もう兄妹ということが、学校中に広まってるみたいで、私に視線が集まるのを感じる。



睨んでくる怖そうな先輩もいる。





「おい、七。」




後ろから声がしたので、足を止める。

やっぱり、拓真が私を見ていた。


怒られる...



「ちょっと、来い。」

「え?」



そう言い、拓真は私の腕を掴んでどんどん歩いていく。

周りからは、「キャー!」という悲鳴にも近いような声があちこちから聞こえる。



連れてこられたのは、屋上へと続く階段だった。



拓真が急に振り向いて私を見る。

目を見ると、怒っているってわかる。



「お前は、バカなの?」



やっぱり、あの事を言われる。


「こんなすぐにバレて。
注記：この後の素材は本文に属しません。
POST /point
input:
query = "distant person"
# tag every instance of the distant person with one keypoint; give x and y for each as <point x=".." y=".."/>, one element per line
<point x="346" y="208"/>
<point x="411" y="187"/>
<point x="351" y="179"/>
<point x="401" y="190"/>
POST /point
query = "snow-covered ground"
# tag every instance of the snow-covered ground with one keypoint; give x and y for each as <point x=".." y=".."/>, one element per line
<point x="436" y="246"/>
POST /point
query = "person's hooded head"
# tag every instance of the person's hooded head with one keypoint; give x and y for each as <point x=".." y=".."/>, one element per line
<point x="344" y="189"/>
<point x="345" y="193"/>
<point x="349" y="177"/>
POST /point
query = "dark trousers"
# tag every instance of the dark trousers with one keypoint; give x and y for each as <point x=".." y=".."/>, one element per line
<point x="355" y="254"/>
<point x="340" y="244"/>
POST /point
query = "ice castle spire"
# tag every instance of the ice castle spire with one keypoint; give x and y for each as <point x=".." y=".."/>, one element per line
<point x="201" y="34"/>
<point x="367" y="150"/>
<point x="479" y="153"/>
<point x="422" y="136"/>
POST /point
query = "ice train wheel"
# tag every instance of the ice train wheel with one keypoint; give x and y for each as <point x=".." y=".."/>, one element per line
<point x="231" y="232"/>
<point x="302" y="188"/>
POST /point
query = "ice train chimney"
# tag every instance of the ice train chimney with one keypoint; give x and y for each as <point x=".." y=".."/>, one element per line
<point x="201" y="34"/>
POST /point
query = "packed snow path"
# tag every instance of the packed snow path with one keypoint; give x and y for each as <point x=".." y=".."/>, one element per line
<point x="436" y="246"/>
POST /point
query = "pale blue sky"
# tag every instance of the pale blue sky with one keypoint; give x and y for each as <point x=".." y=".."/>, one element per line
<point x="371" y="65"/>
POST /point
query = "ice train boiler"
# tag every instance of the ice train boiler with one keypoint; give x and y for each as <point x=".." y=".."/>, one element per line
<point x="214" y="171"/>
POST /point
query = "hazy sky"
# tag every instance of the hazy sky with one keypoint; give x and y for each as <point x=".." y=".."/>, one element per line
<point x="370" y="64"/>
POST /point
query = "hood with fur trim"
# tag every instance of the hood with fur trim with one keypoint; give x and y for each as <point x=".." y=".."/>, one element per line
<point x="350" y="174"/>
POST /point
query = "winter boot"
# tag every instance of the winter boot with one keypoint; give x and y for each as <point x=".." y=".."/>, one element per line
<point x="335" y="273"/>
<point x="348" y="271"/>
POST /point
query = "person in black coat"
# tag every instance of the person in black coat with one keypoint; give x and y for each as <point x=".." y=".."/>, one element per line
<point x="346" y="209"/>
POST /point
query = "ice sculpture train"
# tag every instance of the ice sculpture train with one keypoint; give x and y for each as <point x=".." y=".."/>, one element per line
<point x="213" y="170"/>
なんでこんなことになったんだよ。」



私は、そう言われて下を向いて下唇を噛む。

顔を合わせられない。



「川田先生が言っちゃって...」

私は、そう小声で呟く。



「聞こえねーよ。」

「川田先生が言っちゃったの!」

「は?まじ?」



そりゃ、川田先生が言っちゃうとは誰も思わないからびっくりするだろう。



「お前が言ったとはあんま思わなかったけど、川田かよ…」

「うん。」



絶対、私のせいだと思ってると思ってたから、私のせいだって思ってないことに驚いた。